# Data matching

Data deduplication, data linkage, data matching...

Here, we get rid of duplicated names that are not equal, as in 'Nestlé' and 'Nestlé S.A. de C.V.' for:

1. Suppliers
2. Buyers (to a lesser extent)

## Method

Data matching is a step process that includes:

1. Data cleaning
2. Data similarity computation
3. Data clustering
4. Data matching

## Blocks

We will work separately by dividing the suppliers into people and companies.

In [3]:
import pandas as pd
import re

In [4]:
import numpy as np

In [5]:
CNTS = '/home/rdora/declaranet/data/pre-process/contratos_2.csv'
cnts = pd.read_csv(CNTS, parse_dates=['start_date'])

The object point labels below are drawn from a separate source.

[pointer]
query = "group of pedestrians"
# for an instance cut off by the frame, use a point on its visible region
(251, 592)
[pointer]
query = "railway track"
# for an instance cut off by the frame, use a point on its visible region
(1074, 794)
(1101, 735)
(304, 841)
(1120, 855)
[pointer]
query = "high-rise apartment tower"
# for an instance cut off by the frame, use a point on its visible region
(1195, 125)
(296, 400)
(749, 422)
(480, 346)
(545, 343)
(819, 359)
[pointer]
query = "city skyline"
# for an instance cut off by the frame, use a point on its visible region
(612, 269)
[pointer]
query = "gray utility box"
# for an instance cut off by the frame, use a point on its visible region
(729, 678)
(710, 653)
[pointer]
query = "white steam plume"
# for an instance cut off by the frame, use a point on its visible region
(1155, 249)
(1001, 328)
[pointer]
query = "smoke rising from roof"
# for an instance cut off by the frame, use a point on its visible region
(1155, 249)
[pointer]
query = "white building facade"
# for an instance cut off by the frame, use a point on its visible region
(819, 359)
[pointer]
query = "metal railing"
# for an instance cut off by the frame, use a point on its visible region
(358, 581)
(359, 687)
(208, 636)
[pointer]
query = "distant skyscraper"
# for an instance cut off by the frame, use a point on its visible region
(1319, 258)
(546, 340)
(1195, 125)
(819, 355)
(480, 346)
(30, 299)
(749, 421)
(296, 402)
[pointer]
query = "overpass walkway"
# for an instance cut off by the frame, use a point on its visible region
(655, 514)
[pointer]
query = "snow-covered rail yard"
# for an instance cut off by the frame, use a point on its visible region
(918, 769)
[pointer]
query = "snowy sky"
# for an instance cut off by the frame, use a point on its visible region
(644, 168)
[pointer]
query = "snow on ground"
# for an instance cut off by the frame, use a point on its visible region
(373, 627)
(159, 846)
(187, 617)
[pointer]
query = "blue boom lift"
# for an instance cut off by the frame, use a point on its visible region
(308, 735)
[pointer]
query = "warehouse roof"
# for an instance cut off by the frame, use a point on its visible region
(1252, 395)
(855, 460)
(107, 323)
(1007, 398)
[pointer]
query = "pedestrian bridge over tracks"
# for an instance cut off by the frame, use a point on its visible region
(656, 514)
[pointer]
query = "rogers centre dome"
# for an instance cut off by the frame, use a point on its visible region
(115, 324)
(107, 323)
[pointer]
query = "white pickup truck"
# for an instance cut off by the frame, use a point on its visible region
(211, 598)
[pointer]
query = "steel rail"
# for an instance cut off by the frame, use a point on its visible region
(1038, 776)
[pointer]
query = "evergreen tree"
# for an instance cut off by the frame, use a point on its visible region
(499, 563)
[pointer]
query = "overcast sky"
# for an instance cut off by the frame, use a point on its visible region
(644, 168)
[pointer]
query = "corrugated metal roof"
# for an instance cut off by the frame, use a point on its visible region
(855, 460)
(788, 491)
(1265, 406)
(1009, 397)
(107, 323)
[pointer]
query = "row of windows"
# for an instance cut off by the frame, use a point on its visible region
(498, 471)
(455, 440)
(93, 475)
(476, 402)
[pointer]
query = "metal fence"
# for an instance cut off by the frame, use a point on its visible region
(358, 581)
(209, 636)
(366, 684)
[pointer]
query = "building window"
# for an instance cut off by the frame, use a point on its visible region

  interactivity=interactivity, compiler=compiler, result=result)


In [5]:
cols = ['supplier', 'supplier_state', 'supplier_country']

In [112]:
comps = cnts[cnts.person==0][cols]

people = cnts[cnts.person==1][cols]

In [32]:
gb_comps = comps.groupby('supplier').first().reset_index()

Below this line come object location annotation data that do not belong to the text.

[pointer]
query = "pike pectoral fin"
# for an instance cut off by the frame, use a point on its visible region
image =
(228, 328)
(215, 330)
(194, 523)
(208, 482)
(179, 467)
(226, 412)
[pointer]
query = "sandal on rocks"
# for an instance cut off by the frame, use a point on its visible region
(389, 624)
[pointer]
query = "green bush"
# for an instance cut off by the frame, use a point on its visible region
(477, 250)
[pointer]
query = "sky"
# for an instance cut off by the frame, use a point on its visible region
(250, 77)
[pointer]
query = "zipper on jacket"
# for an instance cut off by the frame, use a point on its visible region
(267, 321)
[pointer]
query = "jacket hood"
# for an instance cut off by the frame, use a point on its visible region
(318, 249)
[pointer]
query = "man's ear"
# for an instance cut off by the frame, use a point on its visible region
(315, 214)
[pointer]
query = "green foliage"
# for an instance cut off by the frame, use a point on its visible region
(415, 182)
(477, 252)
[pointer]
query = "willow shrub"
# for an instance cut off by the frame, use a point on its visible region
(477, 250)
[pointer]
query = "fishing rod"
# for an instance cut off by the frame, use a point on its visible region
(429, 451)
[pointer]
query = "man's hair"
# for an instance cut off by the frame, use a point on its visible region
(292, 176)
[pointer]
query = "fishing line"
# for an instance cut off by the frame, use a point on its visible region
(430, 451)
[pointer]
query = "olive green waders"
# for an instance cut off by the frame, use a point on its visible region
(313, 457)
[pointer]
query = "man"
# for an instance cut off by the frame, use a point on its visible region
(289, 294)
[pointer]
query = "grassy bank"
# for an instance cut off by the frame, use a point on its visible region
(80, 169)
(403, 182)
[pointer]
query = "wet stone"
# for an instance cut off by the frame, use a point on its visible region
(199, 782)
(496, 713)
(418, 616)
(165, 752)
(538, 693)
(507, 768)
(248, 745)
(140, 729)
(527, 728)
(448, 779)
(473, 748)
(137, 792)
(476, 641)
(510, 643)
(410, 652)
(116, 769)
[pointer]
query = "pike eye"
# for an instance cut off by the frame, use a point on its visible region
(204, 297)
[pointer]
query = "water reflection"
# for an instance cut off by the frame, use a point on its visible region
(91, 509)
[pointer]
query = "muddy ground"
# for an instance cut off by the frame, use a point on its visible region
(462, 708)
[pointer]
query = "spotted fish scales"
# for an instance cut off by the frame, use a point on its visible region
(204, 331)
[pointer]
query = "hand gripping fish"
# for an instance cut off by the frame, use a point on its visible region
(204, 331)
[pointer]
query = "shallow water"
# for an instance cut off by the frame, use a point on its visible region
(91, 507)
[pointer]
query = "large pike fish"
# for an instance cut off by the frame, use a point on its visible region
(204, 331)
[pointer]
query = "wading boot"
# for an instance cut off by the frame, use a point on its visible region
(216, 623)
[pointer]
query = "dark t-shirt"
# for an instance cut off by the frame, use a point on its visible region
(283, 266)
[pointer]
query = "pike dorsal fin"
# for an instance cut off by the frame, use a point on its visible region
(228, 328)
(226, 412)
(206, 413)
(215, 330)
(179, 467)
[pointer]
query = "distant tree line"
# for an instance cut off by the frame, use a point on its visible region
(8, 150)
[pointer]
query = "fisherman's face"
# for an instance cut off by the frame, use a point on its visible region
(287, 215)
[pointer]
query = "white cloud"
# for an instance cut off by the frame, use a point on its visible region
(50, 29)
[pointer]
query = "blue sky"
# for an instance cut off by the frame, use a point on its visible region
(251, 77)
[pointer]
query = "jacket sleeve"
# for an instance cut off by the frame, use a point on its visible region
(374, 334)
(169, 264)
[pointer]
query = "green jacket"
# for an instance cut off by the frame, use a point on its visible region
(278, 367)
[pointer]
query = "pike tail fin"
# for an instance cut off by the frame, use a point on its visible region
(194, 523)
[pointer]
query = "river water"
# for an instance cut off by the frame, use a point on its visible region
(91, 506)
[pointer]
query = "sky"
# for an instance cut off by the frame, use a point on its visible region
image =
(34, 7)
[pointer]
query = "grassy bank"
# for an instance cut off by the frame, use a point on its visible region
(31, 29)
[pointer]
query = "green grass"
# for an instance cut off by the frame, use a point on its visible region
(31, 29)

gb_people = people.groupby('supplier').first().reset_index()

In [33]:
COMPS = '/home/rdora/declaranet/data/dedup/companies.csv'
gb_comps.to_csv(COMPS, index=False)

PEOPLE = '/home/rdora/declaranet/data/dedup/people.csv'
gb_people.to_csv(PEOPLE, index=False)

# Run Dedup

Here, we run the script `~/declaranet/python/deduplicate.py` to create a cluster for each record.

In [114]:
COMPS_2 = '/home/rdora/declaranet/data/dedup/output_companies.csv'
comps_cl = pd.read_csv(COMPS_2)

In [115]:
PEOPLE_2 = '/home/rdora/declaranet/data/dedup/output_people.csv'
people_cl = pd.read_csv(PEOPLE_2)

# Groupby

In [84]:
def get_mode(group):
    vc = group.value_counts()
    if vc.shape[0]:
        return vc.index[0]
    else:
        return np.nan

In [124]:
gb_comps = comps_cl.groupby('Cluster ID')['supplier', 'supplier_state'].agg(get_mode).reset_index()

  """Entry point for launching an IPython kernel.


In [125]:
gb_people = people_cl.groupby('Cluster ID')['supplier', 'supplier_state'].agg(get_mode).reset_index()

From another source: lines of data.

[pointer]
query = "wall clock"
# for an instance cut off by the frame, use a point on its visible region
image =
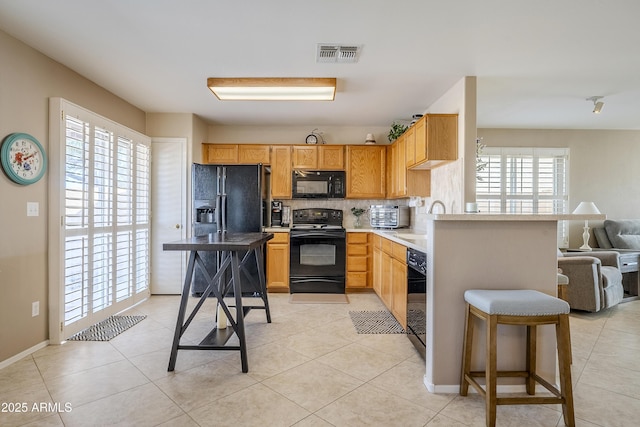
(23, 158)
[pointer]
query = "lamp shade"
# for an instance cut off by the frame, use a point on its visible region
(586, 208)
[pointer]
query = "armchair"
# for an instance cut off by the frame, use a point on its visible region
(595, 279)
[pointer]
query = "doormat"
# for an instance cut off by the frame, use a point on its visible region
(318, 299)
(375, 322)
(107, 329)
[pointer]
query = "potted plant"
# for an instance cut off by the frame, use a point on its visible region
(357, 212)
(396, 130)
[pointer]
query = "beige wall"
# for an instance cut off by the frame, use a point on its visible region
(27, 80)
(603, 168)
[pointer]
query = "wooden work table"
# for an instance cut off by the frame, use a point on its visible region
(231, 247)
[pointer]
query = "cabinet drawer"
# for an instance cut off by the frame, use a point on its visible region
(357, 263)
(399, 252)
(358, 238)
(279, 238)
(387, 246)
(357, 280)
(356, 250)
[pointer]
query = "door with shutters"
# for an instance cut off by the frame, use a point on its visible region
(100, 206)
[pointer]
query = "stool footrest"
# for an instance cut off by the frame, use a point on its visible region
(529, 400)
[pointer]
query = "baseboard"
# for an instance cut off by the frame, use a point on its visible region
(23, 354)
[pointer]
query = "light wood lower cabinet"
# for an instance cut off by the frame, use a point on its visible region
(278, 263)
(359, 260)
(390, 276)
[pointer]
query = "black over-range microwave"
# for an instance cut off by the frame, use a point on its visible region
(318, 184)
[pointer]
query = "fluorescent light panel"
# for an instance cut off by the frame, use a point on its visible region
(273, 89)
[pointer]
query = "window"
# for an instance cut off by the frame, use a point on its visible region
(102, 188)
(523, 180)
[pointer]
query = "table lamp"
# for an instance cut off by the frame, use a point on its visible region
(586, 208)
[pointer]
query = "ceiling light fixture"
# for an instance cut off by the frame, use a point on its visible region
(273, 89)
(597, 105)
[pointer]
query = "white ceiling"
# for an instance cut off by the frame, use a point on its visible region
(536, 61)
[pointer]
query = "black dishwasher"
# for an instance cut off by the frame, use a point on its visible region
(417, 299)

  """Entry point for launching an IPython kernel.


## Companies

In [162]:
comps = cnts[cnts.person==0]

comps = pd.merge(comps,
                comps_cl[['Cluster ID', 'supplier']],
                how='left')

comps = comps.drop(['supplier', 'supplier_state'], axis=1)

comps = pd.merge(comps, gb_comps, how='left')

In [177]:
print("New contracts with Supplier State:",
      cnts[cnts.person==0].supplier_state.isna().sum() - comps.supplier_state.isna().sum())

print("Number of duplicated companies:",
     cnts[cnts.person==0].supplier.nunique() - comps.supplier.nunique())

New contracts with Supplier State: 150178
Number of duplicated companies: 31334


In [1]:
31334 + 5452

36786

In [12]:
cnts.supplier.nunique()

261318

In [13]:
cnts.buyer.nunique()

5070

## People

In [176]:
people = cnts[cnts.person==1]

people = pd.merge(people,
                people_cl[['Cluster ID', 'supplier']],
                how='left')

people = people.drop(['supplier', 'supplier_state'], axis=1)

people = pd.merge(people, gb_people, how='left')

In [180]:
print("New contracts with Supplier State:",
      cnts[cnts.person==1].supplier_state.isna().sum() - people.supplier_state.isna().sum())

print("Number of duplicated people:",
     cnts[cnts.person==1].supplier.nunique() - people.supplier.nunique())

New contracts with Supplier State: 7457
Number of duplicated people: 5452


# Merge

In [193]:
cnts_final = pd.concat([comps, people]).drop('Cluster ID', axis=1)

Let's correct the daily price

In [204]:
cnts_final.loc[cnts_final.daily_price == np.inf, 'daily_price'] = (
    cnts_final.loc[cnts_final.daily_price == np.inf, 'amount'])

In [210]:
supplier = set(cnts.supplier.unique())
supplier_2 = set(cnts_final.supplier.unique())
miss = supplier - supplier_2

print(f"Number of deduplicated edges: {cnts[cnts.supplier.isin(miss)].shape[0]:,}")

Number of deduplicated edges: 570,575


In [206]:
OUT = '/home/rdora/declaranet/data/pre-process/contratos_3.csv'
cnts_final.to_csv(OUT, index=False)